Carolyn McAllaster: “Nine Deep South states… account for only 28% of the U.S. population, but nearly 40% of national HIV diagnoses… those living with HIV in the Deep South states are dying at higher rates than in any other region of the country. So why would the CDC choose to restrict eligibility for high-impact prevention funding for community based organizations to those located in designated large metropolitan statistical areas, even though much of the Southern epidemic is rural and suburban?”

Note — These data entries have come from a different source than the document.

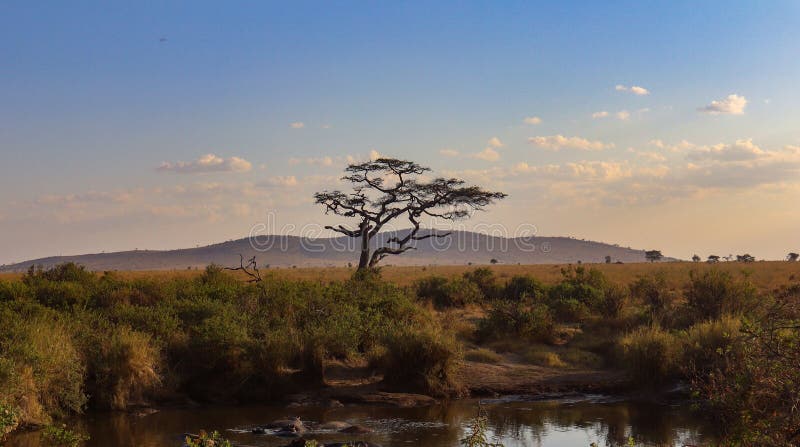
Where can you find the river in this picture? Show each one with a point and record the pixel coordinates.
(515, 422)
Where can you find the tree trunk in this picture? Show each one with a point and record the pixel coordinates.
(363, 262)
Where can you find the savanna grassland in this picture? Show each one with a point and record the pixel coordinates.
(73, 340)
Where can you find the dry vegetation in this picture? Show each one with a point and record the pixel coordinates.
(71, 338)
(764, 274)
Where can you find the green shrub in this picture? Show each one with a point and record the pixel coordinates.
(652, 290)
(483, 355)
(123, 368)
(443, 293)
(63, 437)
(41, 370)
(614, 299)
(422, 359)
(524, 286)
(707, 344)
(579, 292)
(12, 290)
(485, 280)
(544, 358)
(530, 321)
(204, 439)
(61, 295)
(715, 293)
(9, 420)
(650, 354)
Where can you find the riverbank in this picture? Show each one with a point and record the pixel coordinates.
(72, 340)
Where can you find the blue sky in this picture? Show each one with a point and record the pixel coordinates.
(93, 102)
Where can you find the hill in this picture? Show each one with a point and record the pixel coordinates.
(462, 247)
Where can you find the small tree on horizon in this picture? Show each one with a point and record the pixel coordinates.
(653, 255)
(387, 189)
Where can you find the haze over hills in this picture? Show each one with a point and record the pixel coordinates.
(462, 247)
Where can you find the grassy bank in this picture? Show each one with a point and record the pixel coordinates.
(72, 339)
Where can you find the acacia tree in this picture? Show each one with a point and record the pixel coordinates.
(387, 189)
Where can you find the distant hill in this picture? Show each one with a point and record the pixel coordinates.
(462, 247)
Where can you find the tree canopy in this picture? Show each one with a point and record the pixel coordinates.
(387, 189)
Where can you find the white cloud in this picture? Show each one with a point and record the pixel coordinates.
(740, 150)
(488, 154)
(635, 89)
(281, 180)
(731, 105)
(682, 146)
(207, 163)
(651, 156)
(558, 142)
(495, 142)
(449, 152)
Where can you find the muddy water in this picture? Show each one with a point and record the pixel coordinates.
(515, 422)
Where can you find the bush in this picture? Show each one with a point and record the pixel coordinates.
(614, 299)
(483, 355)
(715, 293)
(422, 359)
(544, 358)
(524, 286)
(12, 290)
(61, 295)
(530, 321)
(707, 344)
(63, 437)
(579, 292)
(650, 354)
(753, 389)
(444, 293)
(123, 368)
(9, 420)
(41, 370)
(485, 280)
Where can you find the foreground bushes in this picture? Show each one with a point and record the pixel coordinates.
(425, 360)
(71, 339)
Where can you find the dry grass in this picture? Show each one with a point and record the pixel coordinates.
(483, 355)
(766, 274)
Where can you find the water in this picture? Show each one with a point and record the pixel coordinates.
(515, 422)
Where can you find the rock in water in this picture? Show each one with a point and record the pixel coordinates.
(358, 429)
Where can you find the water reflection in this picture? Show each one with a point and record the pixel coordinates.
(515, 423)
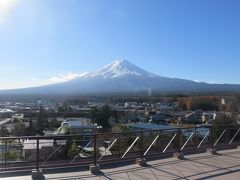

4. “Remarks by the First Lady at Tuskegee University Commencement Address
First Lady Michelle Obama: “…as potentially the first African American First Lady, I was also the focus of another set of questions and speculations; conversations sometimes rooted in the fears and misperceptions of others. Was I too loud, or too angry, or too emasculating? (Applause.) Or was I too soft, too much of a mom, not enough of a career woman?”

5. “A closer look at income and race concentration in public schools
A recent study by the Southern Education Foundation found that in 2013, for the first time, over half of public school students were low-income. The Urban Institute mapped that data, finding that “Southern states like Louisiana, Mississippi, and Texas have the highest levels of students in low-income families attending public schools… a closer look reveals that large shares of low-income areas in the South are often rural.”

Book recommendation: “America in the King Years” trilogy by Taylor Branch. The third volume is being adapted into an HBO mini-series, with writers Ta-Nehisi Coates, James McBride, and David Simon.